Die Ebenen 1 und 2 sind auch ohne Bewusstsein möglich. Teilweise können sie sich Evolutionär aber nur mit Bewusstsein entwickeln. Das ist dann der Fall, wenn etwa auf Ebene 2, der Signalfunktion der Sprache, ein bestimmter emutionaler Zustand, etwa Angst ausgelöst werden soll. Dazu ist zwar kein Bewusstsein erforderlich, wie bereits Experimentell durch einen Hund mit entfernter Großhirnrinde gezeigt wurde (!), aber es muss einen Zweck haben, d.h. es muss etwas beim Empfänger eine Emution auslösen und das kann es nur wenn die Evolution bereits Bewusstsein hervorgebracht hat.
Rolf Köhne schrieb:
Sprache befördert die Theoriebildung enorm - und sie verkürzt den Lernprozess bei der Entstehung des Bewusstseins heranwachsender Menschen.
Das Liegt daran dass man sich die Objekte über die man nachdenkt nicht immer imaginativ erfassen muss, das heißt man muss sie sich nicht immer vorstellen. Man behällt nur die Abstrakten Wörter im Gedächnis. Über den Sinn der Wörter kann man sich dann anschließen noch klarer werden.
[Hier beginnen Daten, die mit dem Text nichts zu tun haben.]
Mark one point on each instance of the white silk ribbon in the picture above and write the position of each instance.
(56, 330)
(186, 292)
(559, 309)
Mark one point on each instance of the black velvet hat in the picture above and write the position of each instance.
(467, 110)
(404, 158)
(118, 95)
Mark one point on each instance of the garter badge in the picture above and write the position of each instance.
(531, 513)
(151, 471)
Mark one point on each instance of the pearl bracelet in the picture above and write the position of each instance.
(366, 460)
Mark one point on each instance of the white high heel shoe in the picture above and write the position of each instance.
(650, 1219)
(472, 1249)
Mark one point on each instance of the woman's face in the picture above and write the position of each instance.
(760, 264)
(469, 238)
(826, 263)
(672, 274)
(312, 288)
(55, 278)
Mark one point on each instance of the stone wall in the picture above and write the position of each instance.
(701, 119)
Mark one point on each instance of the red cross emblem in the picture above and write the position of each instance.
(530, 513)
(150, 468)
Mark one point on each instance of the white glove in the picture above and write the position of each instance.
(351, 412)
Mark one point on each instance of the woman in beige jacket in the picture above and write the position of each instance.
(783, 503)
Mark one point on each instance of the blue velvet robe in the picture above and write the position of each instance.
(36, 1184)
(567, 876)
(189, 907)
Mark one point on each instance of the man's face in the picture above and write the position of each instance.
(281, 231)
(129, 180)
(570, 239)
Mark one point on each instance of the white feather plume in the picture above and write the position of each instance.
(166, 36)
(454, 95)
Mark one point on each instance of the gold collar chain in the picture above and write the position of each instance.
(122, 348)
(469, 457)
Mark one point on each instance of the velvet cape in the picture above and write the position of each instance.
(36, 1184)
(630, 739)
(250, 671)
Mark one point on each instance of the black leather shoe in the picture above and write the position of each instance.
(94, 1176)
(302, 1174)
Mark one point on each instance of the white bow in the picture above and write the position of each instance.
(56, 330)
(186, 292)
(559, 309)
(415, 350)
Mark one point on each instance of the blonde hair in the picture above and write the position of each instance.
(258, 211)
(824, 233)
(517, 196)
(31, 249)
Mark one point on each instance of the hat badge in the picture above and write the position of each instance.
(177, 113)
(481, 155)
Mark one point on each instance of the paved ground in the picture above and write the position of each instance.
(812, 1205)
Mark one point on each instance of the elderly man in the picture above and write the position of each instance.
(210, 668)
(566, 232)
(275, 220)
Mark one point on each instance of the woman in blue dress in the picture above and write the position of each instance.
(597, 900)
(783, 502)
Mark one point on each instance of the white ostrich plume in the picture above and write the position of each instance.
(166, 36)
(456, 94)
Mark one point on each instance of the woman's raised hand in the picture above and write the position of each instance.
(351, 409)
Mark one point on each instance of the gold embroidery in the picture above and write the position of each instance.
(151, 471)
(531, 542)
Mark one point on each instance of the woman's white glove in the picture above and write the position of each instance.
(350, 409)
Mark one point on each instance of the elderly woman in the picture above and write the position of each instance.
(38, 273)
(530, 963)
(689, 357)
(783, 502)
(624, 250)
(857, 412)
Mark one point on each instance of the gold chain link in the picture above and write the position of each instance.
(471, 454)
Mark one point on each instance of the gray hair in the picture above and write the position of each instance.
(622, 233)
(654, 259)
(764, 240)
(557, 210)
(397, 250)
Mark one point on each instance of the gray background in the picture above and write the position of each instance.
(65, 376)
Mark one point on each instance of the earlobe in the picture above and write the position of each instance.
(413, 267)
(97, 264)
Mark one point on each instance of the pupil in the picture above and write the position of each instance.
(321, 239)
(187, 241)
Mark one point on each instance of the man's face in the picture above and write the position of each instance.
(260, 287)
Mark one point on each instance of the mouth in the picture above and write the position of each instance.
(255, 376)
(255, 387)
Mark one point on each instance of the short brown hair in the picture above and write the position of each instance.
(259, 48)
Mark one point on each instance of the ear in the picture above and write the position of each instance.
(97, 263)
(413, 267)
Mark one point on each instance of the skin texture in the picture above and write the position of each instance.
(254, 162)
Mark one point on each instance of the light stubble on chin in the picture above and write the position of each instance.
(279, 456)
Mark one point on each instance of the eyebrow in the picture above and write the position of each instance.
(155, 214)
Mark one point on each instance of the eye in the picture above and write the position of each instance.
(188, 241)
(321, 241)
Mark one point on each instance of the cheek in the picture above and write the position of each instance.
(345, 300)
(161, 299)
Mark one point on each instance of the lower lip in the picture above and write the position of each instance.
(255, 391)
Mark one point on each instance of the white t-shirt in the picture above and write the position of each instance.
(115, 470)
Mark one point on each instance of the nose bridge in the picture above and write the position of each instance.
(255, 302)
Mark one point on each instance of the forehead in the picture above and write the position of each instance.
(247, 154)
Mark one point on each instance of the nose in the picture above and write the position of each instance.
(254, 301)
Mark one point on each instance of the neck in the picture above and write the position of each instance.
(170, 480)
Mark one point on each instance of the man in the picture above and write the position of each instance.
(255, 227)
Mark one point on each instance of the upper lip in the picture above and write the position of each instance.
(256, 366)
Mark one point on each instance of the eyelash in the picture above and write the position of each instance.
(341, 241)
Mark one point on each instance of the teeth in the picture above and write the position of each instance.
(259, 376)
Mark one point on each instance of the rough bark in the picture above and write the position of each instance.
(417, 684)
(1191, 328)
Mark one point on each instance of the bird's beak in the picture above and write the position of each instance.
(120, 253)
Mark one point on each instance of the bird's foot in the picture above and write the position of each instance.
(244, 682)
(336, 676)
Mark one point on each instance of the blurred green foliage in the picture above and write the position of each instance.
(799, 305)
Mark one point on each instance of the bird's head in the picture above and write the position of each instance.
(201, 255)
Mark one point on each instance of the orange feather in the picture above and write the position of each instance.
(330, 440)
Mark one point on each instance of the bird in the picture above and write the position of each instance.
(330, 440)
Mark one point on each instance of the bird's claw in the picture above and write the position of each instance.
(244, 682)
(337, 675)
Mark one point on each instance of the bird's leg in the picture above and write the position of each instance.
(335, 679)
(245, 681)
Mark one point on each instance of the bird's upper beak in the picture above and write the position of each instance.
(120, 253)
Das bringt einen Enormen vorteil. Ich denke aber dass auch schon ohne Sprachapperat, zumindest Gedanklich Ebene 3 erreicht werden kann. Ich habe auch schon versucht, nichtverbal auf Ebene 3 zu denken. Dazu muss man sich die Wahr-Falsch-Aussagen, die man macht nur Bildlich vorstellen. Die argumentative Ebene scheint aber nichtverbal unerreichbar. Dennoch ist gerade die argumentative Ebene gerade bei mathematischem Denken teilweise hochgradig nichtverbal.